Design and Implementation of an Efficient I/O Method for a Real-time User Level Thread Library Kota ABE
Toshio MATSUURA Media Center Osaka City University Osaka 558-8585, Japan
Keiichi YASUMOTO Faculty of Economics Shiga University Shiga 522-8522, Japan
Teruo HIGASHINO Graduate School of Engineering Science Osaka University Osaka 560-8531, Japan
Abstract We have developed a portable user-level thread library RT-PTL on UNIX, which is intended to be used for soft realtime processings, such as multimedia systems. A user-level thread is known to be more efficient than a kernel-level one because of its small context switch overhead. However, user-level thread has a restriction that if one thread issues a system call that forces the calling process to be entirely blocked (such as disk I/O operation), no other thread is runnable until the system call has completed. This characteristic is undesirable for real-time processing. In this article, we have shown a method to overcome this restriction. Using this method, if one thread requests a system call such as disk I/O operation, only the thread that issues the request is blocked and other threads can continue execution. We have implemented this method and have confirmed by some experiments that the method is widely usable and is also efficient.
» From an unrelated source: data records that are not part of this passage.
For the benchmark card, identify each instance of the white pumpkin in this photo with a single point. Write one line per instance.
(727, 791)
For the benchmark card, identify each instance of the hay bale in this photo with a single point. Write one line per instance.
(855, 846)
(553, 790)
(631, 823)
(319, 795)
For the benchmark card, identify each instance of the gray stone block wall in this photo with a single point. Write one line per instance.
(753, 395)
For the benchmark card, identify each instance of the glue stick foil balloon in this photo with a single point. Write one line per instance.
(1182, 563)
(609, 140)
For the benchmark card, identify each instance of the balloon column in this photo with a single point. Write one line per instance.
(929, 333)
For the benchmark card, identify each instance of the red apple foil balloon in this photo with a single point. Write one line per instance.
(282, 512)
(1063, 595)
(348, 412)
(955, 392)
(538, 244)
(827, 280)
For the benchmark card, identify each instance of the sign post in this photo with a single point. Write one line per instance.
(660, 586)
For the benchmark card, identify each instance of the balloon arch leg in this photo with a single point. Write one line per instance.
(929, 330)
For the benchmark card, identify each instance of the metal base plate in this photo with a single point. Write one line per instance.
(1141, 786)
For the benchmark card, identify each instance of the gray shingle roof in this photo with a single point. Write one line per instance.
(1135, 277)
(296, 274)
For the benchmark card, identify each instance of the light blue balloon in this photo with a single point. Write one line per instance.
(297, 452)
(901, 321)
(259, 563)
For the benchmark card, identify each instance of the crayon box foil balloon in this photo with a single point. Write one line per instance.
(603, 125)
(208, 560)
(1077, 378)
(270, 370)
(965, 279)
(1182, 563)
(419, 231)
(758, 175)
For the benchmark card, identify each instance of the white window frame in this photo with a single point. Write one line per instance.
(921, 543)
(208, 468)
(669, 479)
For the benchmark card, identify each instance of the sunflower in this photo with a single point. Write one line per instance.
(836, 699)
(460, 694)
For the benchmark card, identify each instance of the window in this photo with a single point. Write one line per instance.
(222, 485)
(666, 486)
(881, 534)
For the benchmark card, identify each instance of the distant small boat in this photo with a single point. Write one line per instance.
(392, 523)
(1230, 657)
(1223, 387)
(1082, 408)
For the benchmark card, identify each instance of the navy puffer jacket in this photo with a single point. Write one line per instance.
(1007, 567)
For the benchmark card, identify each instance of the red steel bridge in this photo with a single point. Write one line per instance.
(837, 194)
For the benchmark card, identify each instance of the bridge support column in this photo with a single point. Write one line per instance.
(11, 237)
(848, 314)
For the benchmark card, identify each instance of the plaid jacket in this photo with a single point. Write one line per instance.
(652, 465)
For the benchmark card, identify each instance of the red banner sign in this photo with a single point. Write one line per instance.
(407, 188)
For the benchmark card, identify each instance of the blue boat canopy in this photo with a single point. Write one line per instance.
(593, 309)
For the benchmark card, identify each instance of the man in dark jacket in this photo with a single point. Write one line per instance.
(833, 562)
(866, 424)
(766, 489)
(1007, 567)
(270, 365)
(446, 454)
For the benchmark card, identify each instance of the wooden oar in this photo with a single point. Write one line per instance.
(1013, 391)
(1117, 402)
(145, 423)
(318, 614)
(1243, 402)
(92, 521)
1. Introduction Multimedia systems which handle video and audio streams require real-timeness. Moreover, to handle multiple data streams concurrently, they must also have a capability of efficient concurrent processing. In general, to handle concurrent processing, it is known that multi-threaded programs are more efficient than traditional programs consisting of multiple single-threaded processes because of its smaller context switch and interprocess communication overhead. Thus, this characteristic of multi-threading is suitable for real-time processing. Some real-time operating systems such as RT-Mach provide real-time threads. However, unfortunately, these real-time operating systems are not so popular as UNIXes. Therefore, such real-time threads cannot be widely used.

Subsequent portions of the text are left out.